This month in PLoS Biology (vol. 5, issue 10), researchers published results from the sequencing of the first human diploid genome; all the DNA from both sets of chromosomes. This landmark sequencing study has shed light on how scientists will carry out future analyses of human genomes.
The study revealed that there is as much as five times more genetic variation between two individuals than was previously estimated. To understand how that variation contributes to disease or individual response to treatment for disease, researchers will need to identify the amount, kind, and specific location of variations within the genome.
At the Genome, Medicine and the Environment meeting, a three-day gathering of many of the world’s leading genomics researchers, Kevin McKernan, PhD, one of the inventors of the SOLiD™ System, Applied Biosystems’ next-generation DNA sequencing platform, said that this discovery will fundamentally change the way people approach and conduct genomics-related research. As a result, life scientists using next-generation sequencing technologies to pursue the study of complex genomes will require systems capable of addressing this increased genetic variation.
The majority of genetic differences between individuals are represented by single base changes, or single nucleotide polymorphisms (SNPs), which are scattered throughout the approximately 3 billion bases of the human genome.
In the PLoS Biology study, researchers identified more than 1.2 million previously unknown genetic variants, including SNPs and structural variants. Dr McKernan believes that high throughput, scalability, and accuracy of emerging genetic analysis technologies will be the ultimate success factors for associating this increased genetic variation with how individuals respond to treatments for disease.
“This finding is a calling for us to raise the bar, to usher in the next-generation life sciences era, in which highly sophisticated technologies will be required to fulfil the promise of next-generation sequencing,” said Dr McKernan, a senior director for Applied Biosystems’ molecular and cell biology division.
“To unlock the hidden knowledge in complex genomes, researchers will need ultra-high throughput platforms capable of producing highly accurate sequence data and the ability to scale those systems to support future studies of increasing complexity.”

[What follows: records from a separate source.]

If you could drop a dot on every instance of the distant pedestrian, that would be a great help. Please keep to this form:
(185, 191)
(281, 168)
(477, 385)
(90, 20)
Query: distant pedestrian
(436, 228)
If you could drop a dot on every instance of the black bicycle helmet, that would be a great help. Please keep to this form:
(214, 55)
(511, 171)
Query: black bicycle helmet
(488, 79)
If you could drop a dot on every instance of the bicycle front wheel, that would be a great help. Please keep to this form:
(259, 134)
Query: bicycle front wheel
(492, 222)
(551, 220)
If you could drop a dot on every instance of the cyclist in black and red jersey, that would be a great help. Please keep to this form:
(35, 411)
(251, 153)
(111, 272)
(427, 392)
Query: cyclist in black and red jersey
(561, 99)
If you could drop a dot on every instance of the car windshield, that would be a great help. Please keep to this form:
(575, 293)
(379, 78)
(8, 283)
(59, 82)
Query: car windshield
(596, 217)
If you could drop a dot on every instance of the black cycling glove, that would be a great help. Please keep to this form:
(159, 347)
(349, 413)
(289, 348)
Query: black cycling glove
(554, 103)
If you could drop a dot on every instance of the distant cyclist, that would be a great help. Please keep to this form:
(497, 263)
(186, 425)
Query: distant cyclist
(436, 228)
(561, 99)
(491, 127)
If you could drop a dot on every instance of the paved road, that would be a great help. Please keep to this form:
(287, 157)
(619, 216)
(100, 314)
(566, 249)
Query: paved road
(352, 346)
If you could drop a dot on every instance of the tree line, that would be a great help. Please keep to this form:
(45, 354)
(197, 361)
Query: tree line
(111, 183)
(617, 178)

Next-generation sequencing platforms capable of ultra-high throughput will become more common for the study of complex genomes because as the technologies mature, the cost of analysis will continue to decrease. As part of its continued development of next-generation sequencing technology, Applied Biosystems has announced that the SOLiD System is currently the industry’s highest throughput next-generation sequencing platform.

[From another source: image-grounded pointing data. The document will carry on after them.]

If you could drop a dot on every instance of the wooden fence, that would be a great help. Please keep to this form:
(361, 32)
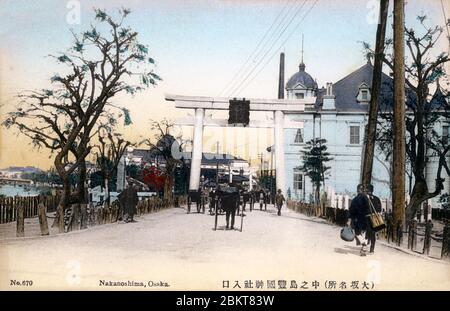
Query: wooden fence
(9, 206)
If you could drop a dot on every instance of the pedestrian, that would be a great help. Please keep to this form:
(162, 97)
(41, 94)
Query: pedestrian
(128, 199)
(279, 200)
(358, 220)
(230, 202)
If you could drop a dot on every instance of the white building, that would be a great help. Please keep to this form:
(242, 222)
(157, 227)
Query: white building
(340, 116)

In Applied Biosystems’ development laboratories, the SOLiD System has generated sequence data that has exceeded 4 gigabases (GB). This sequence data has been shared with some of the company’s early access customers and collaborators. This output of sequence per run surpasses the number of bases that comprise the entire human genome, which makes this system effective for carrying out whole human genome studies.
Applied Biosystems achieved this advanced throughput by enriching the beads on the system. Beads are an integral part of the SOLiD System’s open-slide format architecture, enabling the platform to be scaled to support a higher density of sequence per slide. The combination of the open-slide format, bead enrichment, and software algorithms provide the infrastructure for allowing it to scale to even higher throughput, without significant changes to the platform’s current hardware or software.
Applied Biosystems’ development team reports that, over the past 15 months, the SOLiD System has doubled its throughput every three months. Dr McKernan and the development team believe the system’s architecture may support even higher levels of throughput that will facilitate the study of complex genomes.
In the study that reported the first sequencing of an individual’s diploid genome, researchers used Applied Biosystems’ 3730xl DNA Analyzers and BigDye® Terminator chemistry to sequence the DNA. By having a diploid genome, the researchers were able to compare DNA from both sets of chromosomes, which revealed the amount of genetic variation. This was the same DNA sequencing platform that helped scientists to sequence the first human genome, a composite genome of several individuals.
In developing the SOLiD System, Applied Biosystems continues its leadership in DNA sequencing by commercializing a technology that helps scientists to better understand and treat disease based on genomic information. Applied Biosystems will officially announce the commercial availability of the SOLiD System later this month.